I think a better and more functional way of doing it is to put a git-archive export of HEAD into the store, and then generate a patch from a git diff HEAD (which also gets put into the store). This involves no changes to the .git directory, not even temporary ones.

Also, the current method of using git add . can bring a _lot_ of irrelevant crud (eg test data) into the git repo and also into the store. Putting HEAD into the store potentially avoids a lot of churn since presumably the developer is making changes in the working directory but not committing them while they get something working. The patches will change, but they're only small. The majority of the source files won't be changing, so the git export in the store will have the same hash and won't need to get recreated.
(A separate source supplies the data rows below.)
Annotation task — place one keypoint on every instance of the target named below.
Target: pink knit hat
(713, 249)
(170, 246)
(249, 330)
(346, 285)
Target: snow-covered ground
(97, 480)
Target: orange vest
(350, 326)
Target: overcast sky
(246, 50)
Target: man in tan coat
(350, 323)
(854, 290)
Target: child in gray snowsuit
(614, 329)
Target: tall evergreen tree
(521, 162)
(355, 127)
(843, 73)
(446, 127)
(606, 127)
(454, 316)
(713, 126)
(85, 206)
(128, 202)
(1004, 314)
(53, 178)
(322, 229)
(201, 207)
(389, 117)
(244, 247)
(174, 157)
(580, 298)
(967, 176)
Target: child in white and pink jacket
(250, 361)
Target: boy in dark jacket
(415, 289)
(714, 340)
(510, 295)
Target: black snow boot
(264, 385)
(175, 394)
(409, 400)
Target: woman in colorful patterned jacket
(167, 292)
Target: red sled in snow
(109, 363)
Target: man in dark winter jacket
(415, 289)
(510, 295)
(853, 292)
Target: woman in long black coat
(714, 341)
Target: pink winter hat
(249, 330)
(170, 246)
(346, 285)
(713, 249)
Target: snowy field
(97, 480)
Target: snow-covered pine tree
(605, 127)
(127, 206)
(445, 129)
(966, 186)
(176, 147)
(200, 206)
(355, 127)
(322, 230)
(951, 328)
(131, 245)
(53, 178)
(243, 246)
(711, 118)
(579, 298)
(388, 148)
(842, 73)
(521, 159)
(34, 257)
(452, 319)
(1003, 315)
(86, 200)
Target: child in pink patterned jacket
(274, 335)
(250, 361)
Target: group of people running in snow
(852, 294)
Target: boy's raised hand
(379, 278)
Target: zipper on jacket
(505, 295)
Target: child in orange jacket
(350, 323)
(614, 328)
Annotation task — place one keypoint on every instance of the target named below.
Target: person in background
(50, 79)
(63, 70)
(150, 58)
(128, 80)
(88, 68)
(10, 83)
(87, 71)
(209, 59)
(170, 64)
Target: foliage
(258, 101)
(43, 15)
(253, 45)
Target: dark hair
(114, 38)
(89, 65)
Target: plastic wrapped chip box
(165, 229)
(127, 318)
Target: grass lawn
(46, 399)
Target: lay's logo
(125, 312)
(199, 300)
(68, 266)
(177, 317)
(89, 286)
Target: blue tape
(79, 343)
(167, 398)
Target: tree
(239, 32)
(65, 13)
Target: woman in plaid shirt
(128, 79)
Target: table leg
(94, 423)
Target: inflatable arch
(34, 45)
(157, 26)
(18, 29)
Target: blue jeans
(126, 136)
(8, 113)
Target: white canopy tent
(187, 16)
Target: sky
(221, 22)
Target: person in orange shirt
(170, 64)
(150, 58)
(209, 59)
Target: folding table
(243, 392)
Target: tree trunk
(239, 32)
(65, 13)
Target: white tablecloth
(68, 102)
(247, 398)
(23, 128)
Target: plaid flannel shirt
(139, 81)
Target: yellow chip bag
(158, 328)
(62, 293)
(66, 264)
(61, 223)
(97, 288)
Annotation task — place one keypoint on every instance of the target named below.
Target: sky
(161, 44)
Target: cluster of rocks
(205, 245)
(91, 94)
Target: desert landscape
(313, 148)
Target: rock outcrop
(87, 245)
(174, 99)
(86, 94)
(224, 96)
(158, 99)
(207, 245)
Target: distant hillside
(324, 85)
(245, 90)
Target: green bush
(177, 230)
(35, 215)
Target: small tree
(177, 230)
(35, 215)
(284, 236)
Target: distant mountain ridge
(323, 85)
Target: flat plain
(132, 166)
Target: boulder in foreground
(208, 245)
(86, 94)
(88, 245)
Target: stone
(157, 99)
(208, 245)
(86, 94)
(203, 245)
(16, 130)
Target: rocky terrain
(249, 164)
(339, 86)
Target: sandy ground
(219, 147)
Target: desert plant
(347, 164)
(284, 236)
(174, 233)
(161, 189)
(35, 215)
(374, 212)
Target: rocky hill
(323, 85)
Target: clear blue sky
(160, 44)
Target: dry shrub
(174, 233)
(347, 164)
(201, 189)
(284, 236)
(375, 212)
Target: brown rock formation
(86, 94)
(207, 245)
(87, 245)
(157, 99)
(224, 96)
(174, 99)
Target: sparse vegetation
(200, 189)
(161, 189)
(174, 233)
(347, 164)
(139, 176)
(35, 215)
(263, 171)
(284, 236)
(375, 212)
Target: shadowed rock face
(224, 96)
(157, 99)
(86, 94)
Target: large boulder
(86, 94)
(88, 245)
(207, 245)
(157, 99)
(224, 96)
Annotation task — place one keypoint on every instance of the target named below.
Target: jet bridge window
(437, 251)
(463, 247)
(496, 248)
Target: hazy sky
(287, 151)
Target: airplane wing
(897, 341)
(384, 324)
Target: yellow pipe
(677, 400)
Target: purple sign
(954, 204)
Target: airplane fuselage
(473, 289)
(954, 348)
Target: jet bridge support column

Diffing against HEAD doesn't pick up new files, so a possible refinement is to generate two patches, one between HEAD and the index (ie git diff --cached) and one between the index and the working directory (ie git diff). If the developer has a new file, they can add it to the index with git add -A, which will make it show up in the diffs.

neilmayhew on 15 Apr 2016

fetchgitLocal would be useful in so many cases but it's not usable now because of the permission problem /tmp/nix-build-put-in-git.drv-0/.attr-0: line 1: cd: /home/teto/mptcp: Permission denied
I am so looking forward for a fix @Ericson2314 . @neilmayhew solution looks good.

teto on 17 Nov 2017

Wouldn't it be possible to copy the .git folder in/tmp and export $GIT_DIR before the rest of the operations ?

teto on 17 Nov 2017

based on https://github.com/NixOS/nixpkgs/issues/31363#issuecomment-371405365 can we remove fetchGitLocal in preference of builtins.fetchGit?

srghma on 14 Apr 2018

@srghma fetchGit ./. isn't the same as fetchGitLocal: it uses only HEAD and doesn't include the state of the working tree. See my comments above for an explanation of the use case.

neilmayhew on 15 Apr 2018

👍1

git diff HEAD or git diff --staged + builtins.fetchgit sounds like the way to go!

Ericson2314 on 16 Apr 2018

👍1

Thank you for your contributions.

This has been automatically marked as stale because it has had no activity for 180 days.

If this is still important to you, we ask that you leave a comment below. Your comment can be as simple as "still important to me". This lets people see that at least one person still cares about this. Someone will have to do this at most twice a year if there is no other activity.

Here are suggestions that might help resolve this more quickly:

Search for maintainers and people that previously touched the related code and @ mention them in a comment.
Ask on the NixOS Discourse.
Ask on the #nixos channel on irc.freenode.net.